第2話 私らしくいられる場所

私の朝は結構早い。

といっても、一般的な勤務時間ほどではないけれど、私が自分のまま働ける場所を探していたら、ここに落ち着いた。


「おはようございます」


カランカラン、とレトロな雰囲気のドアを開けると、そこは古い喫茶店。

中ではマスターがカウンターの奥で準備していた。


「やぁ、おはよう矢田さん」

「おはようございますマスター」

「今日はスカートなんだね。似合うよ」

「……ひょっとして口説いてます?」

「ふふ、僕が何歳年上だと思ってるんだい。
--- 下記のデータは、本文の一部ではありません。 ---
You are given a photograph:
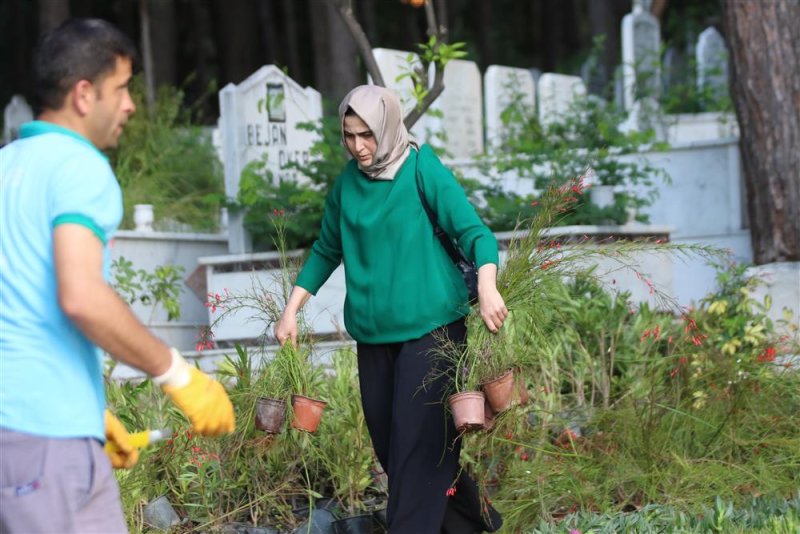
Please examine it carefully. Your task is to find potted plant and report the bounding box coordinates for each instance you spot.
[271,343,327,432]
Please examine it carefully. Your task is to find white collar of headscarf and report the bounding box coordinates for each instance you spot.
[339,85,419,180]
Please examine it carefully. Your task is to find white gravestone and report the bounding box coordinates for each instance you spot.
[3,95,33,143]
[423,59,483,160]
[695,27,728,103]
[219,65,322,254]
[537,72,586,126]
[483,65,536,152]
[622,0,661,110]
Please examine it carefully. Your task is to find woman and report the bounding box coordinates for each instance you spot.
[275,85,508,534]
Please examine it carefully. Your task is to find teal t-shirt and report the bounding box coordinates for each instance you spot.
[297,145,498,343]
[0,121,122,440]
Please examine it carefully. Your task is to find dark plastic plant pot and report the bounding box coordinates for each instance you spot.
[292,508,336,534]
[447,391,485,432]
[481,369,515,414]
[256,397,286,434]
[333,514,373,534]
[142,495,181,530]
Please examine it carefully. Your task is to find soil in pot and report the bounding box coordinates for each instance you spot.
[447,391,485,432]
[333,514,374,534]
[292,508,336,534]
[256,397,286,434]
[481,369,514,413]
[483,398,497,432]
[292,395,328,432]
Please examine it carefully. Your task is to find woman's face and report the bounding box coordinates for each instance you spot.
[344,115,378,167]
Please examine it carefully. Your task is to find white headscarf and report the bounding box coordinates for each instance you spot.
[339,85,419,180]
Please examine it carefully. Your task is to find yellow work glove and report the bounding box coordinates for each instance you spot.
[105,410,139,469]
[153,349,236,436]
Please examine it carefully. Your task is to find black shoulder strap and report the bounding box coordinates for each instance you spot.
[414,150,461,264]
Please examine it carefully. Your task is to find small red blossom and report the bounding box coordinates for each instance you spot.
[758,347,776,363]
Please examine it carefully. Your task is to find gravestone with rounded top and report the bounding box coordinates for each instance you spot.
[537,72,586,126]
[3,95,33,143]
[219,65,322,253]
[423,59,483,160]
[622,0,661,109]
[695,27,728,103]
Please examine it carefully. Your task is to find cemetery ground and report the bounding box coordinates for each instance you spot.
[108,270,800,533]
[107,203,800,533]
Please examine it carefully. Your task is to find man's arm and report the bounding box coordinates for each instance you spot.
[53,224,236,436]
[53,224,172,376]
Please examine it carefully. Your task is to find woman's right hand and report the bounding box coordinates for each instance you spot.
[275,310,297,346]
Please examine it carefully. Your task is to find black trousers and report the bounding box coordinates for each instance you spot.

いいからホールお願いね」

「はい」


私はここで、好きな恰好をして働いてる。

ここには制服とか、そんなのはない。

一応エプロンだけはあるけど、基本的に服装は何だっていい。


髪型も、服装も、私が好きな恰好ができる。


だから、私はこうしてここで、スカートを履いて、化粧もして働いてる。


ここだけが、私の居場所だと思える。

私らしくいられる所を、やっと見つけられた。



高校まで、誰にもなじめなかった。

私は男として生まれて、男の子たちと、同性として遊んでいた。

でもそのうち、だんだんと彼らと私は同じじゃないんだってことに気づいてしまった。

それはどんどん膨れ上がり、大きな違和感として私に立ちはだかった。


与えられた身体に反発するように、髪を少し伸ばしてヘアピンをつけ、制服を着崩して、いつも生徒指導の先生に注意されていた。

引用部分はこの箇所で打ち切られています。